It may sound simplistic to say this, but it’s true: start with the basics. And, depending on your present level of social skills, that may mean to work on the underlying foundations, not just the behaviors themselves. We advocate using The Golden Rule – “treat others the way you want THEM to treat YOU” – as your cornerstone. There is nothing in the world of social skills, manners, or etiquette that contradicts the Golden Rule, and it is “safe” from the perspective is that it is a universal rule, not restricted to any culture, religion, or gender.

We stress that it’s important to make sure the foundations are set because teaching only behaviors, as so many finishing or charm schools frequently do, puts children at a disadvantage when they come across a new or different situation that they have not specifically been trained in.

As an example, if you’ve learned all the “rules” for how to eat at a formal table, which utensils are for what, and here’s when you use them, what do you do if your hostess obviously uses the wrong fork or spoon? Is it better to stick with the “rules” you’ve taught, even if it may result in embarrassment for your hostess and maybe even her guests, or do you “go with the flow” and use the wrong utensil, too? If you use the Golden Rule, you’ll probably decide to grab the wrong utensil, avoiding embarrassment, because that is the more courteous and gracious way, and you wouldn’t want anyone to embarrass you in a similar case.

After the foundations are set, then we’d suggest starting with the skills that are most likely going to be used: meeting and greeting, introductions, basic table manners and dining skills, starting and continuing a conversation with someone you don’t know, some of the common courtesies like giving your bus seat to someone elderly or compromised in some way. As those skills grow – and with it the child’s social confidence – you can add more advanced skills, making sure you continue to practice and reinforce the previous lessons.

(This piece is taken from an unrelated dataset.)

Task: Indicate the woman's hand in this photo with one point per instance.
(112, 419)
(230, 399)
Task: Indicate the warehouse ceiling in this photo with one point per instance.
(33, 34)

Remember that the “finer” rules of etiquette – ultra-formal dining or how to book your “place” with a partner at a ballroom dance – are not going to be used by everyone. Not all of us will have a coming out party at the end of cotillion, for example. But, everyone can benefit strongly from mastery of basic social skills, and we all have room for improvement. I’ve never heard anyone complain that someone’s social skills or manners were “too good.”